Tuesday, May 18, 2010

GETTYSBURG NATIONAL MILITARY PARK

The Battle of Gettysburg almost went to the Confederates, it was that close and hard fought. It turned the tide for the Union at great cost in American lives on both sides.
There was so much carnage on the fields and roads and waysides after this 3 day battle, the people of Gettysburg were overwhelmed by the horrific task of hastily burying bodies, untangling the near dead from the dead where they had fallen, and treating the wounded. It took years for the town to recover. Their memories never did. And because 51,000 men lost their lives at Gettysburg, this war museum is well appointed with the relics of horrific warfare.
    "The harvest of bullets was left for the citizens to glean...picking up these missiles of death and selling them to dealers two of who alone sent to Baltimore fifty tons of lead."


As you drive about, one could easily decide the whole town is a monument to this battle. Rolling hills, farmland and fields changed forever because of the events played out upon them. That someone should simply return  the land back to wheat, or grazing, to simple fields, or anything but hallowing this ground is unthinkable.  As a nation we erect monuments that no one forget the sacrifice these men and boys made.


The cross fencing is maintained as it was.

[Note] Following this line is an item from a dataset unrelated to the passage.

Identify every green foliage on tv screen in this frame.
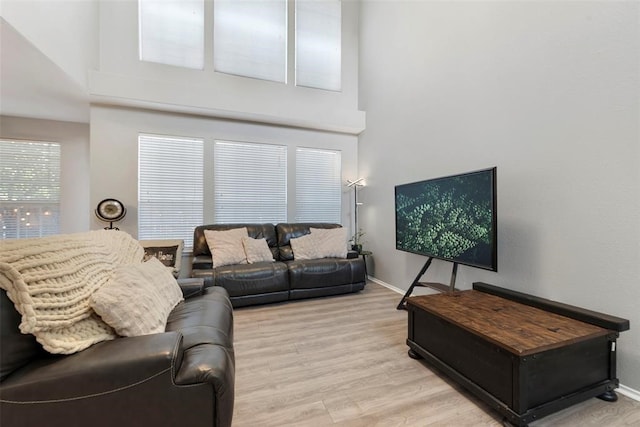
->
[396,173,493,263]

Farmland and fields around the battlefield have been purchased with lease agreements to maintain the look of the times. Cannon aim over rock fences, at the very position where men marched to their deaths. And small monuments placed about the battlefield  identify the regiments that gave their lives for all.

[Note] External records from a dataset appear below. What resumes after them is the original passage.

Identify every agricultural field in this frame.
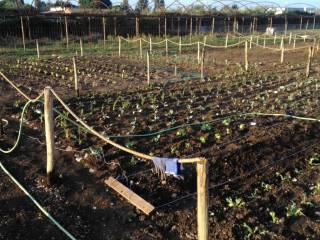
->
[0,30,320,240]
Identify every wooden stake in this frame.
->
[306,47,312,77]
[244,41,249,71]
[147,51,150,86]
[280,46,284,63]
[164,17,167,38]
[80,38,83,57]
[197,159,209,240]
[149,37,152,54]
[211,18,215,35]
[197,42,200,64]
[44,87,54,184]
[20,16,26,51]
[72,57,80,97]
[36,39,40,59]
[166,38,169,58]
[118,37,121,57]
[139,38,142,59]
[289,32,292,45]
[102,17,106,47]
[225,33,229,48]
[200,36,207,79]
[136,17,140,37]
[64,16,69,48]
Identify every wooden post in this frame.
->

Then there is the nearby Gettysburg National Cemetery where men are buried by the numbers, and sometimes by name, position and regiment. A major monument stands above a semi-circle of stones, dividing the dead by state from which they came.







The two year old National Military Park Museum reminds you what went on here and we attempt to understand how countries continue to chose war to settle conflicts. During this Civil War, people from both sides were pleading to end the carnage, and to go on as before if necessary, split the union if necessary, anything to stop the horror.
A Southern General made the statement, "It is good that war is horrible or we might become too fond of it." .

The museum houses a 377 foot painting weighing 3 tons, in a special building to hold this painting in a circle. Its called a cyclorama. It was painted by Paul Phillipoteaux, who was there at Pickets charge. The museum is well done and sets the battle in the greater theatre of the whole war which enlarges your understanding of how and where the war was fought battle by battle.
While I learned much about the Civil War I'd forgotten this museum brings to life the people who lived it, their faces and their voices.
The mule driven wagons carrying the wounded away stretched for 60 miles.
     "The sounds of wretched voices from that train will stay with me forever"
     "Please, can't you stop for one minute, just one minute!"
     "I beg you to put an end to me. Shoot me now."
     "Please just lay me by the side of the road to die. I don't want to live any longer."
     "I just want to die."

At times the battle front was a mile wide.
     "Men fire into each other's faces not five feet apart. There are bayonet-thrusts, sabre-thrusts, pistol shots...oaths, yells, curses, shoutings; men going down on their hands and knees, spinning like tops, gulping up blood, falling; legless; armless; headless. There are ghastly heaps of bodies."

"In an assault on Confederate trenches in Cold Harbor, VA., roughly 4000 soldiers were killed or wounded in less than an hour."
This was a very emotional and moving place to visit. Every person who votes for war should be required to visit a war museum like this one, or the Pacific War Museum in Fredericksburg, Texas. (My small voice in the void.)
 To do this well, you need at least three days. There is much to see and discover in the historic town as well. The National Park was gifted with the nearby President Eisenhower Farm  which I will cover later.